Saint-Riquier (/fr/; Saint-Ritchier) is a commune in the Somme department in Hauts-de-France in northern France.

==Geography==
The commune is situated 6 km northeast of Abbeville, on the D925 and D32 crossroads.

==Abbey==

Saint-Riquier was originally known as Centula or Centulum. It gained fame for its abbey, founded about 625 by Richarius (Riquier), son of the governor of the town, which lay within the kingdom of Austrasia. The foundation was enriched by King Dagobert I and prospered under the abbacy of Angilbert, son-in-law of Charlemagne, in the early 9th century. In 881, Vikings burned the abbey and destroyed much of the town.

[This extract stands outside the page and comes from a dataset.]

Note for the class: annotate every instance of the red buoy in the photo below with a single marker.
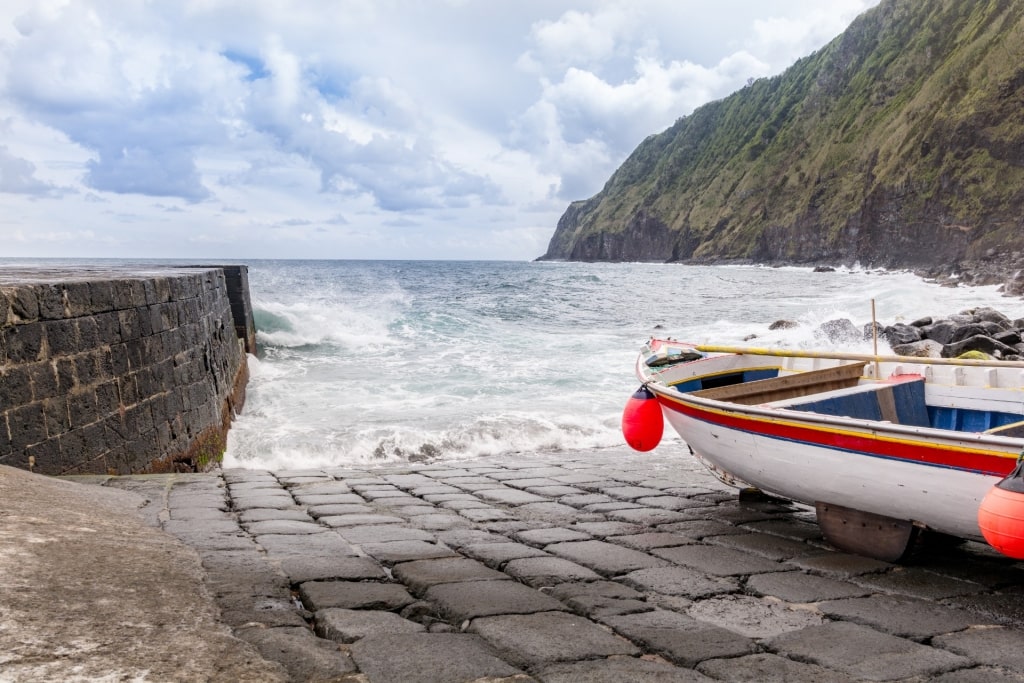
(642, 420)
(1000, 515)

The monastery was rebuilt in the Middle Ages on a smaller scale. The abbey was part of the diocese of Amiens in Ponthieu. The early counts of Ponthieu originally were styled advocatus of the abbey of Saint Riquier and "castellan" of Abbeville. The counts of Ponthieu enrolled their younger sons who were going into religious vocations at the abbey. Count Enguerrand I placed his sons, Fulk, later abbot of Forest-l'Abbaye, and Guy, later the bishop of Amiens, in Saint Riquier for their education. Their teacher was abbot Enguerrand "the Wise" (d. 9 December 1045), under whose rule Saint Riquier enjoyed its "golden age." The abbey held estates in Norfolk, England.

Today's 18th century buildings are occupied by an ecclesiastical seminary. The present church, built in the 13th and 14th centuries, is a magnificent example of Flamboyant Gothic architecture, and has a richly sculptured front on the west, surmounted by a square tower. In the interior the fine vaulting, the Renaissance font and carved stalls, and the frescoes in the treasury are especially noteworthy. Among other valuable relics, the treasury possesses a copper cross said to be the work of Saint Eloi (Eligius).

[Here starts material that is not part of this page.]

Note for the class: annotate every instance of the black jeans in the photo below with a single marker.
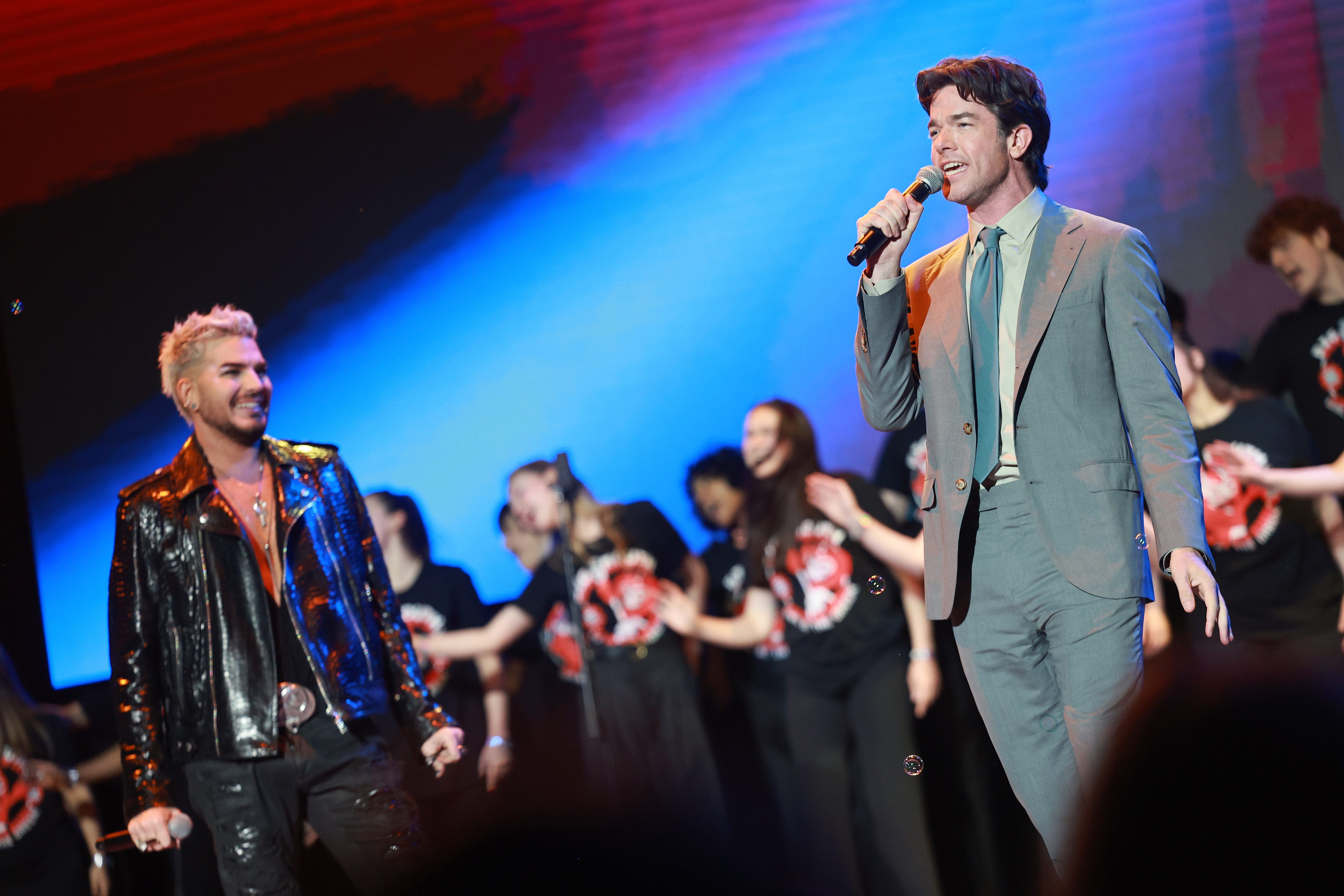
(655, 758)
(346, 786)
(873, 719)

In 1536 Saint-Riquier repulsed an attack by the Germans, during its defense the women especially distinguishing themselves. In 1544 it was burned by the English, an event that marks the beginning of its decline.

==Other sites==
The bell-tower of Saint-Riquier was inscribed on the UNESCO World Heritage List in 2005 because of its architecture and testimony to the rise of municipal power in the area during the late Middle Ages, Renaissance, and Baroque periods.

==Twin towns==
- : Stutensee-Friedrichstal, Germany, since 1982.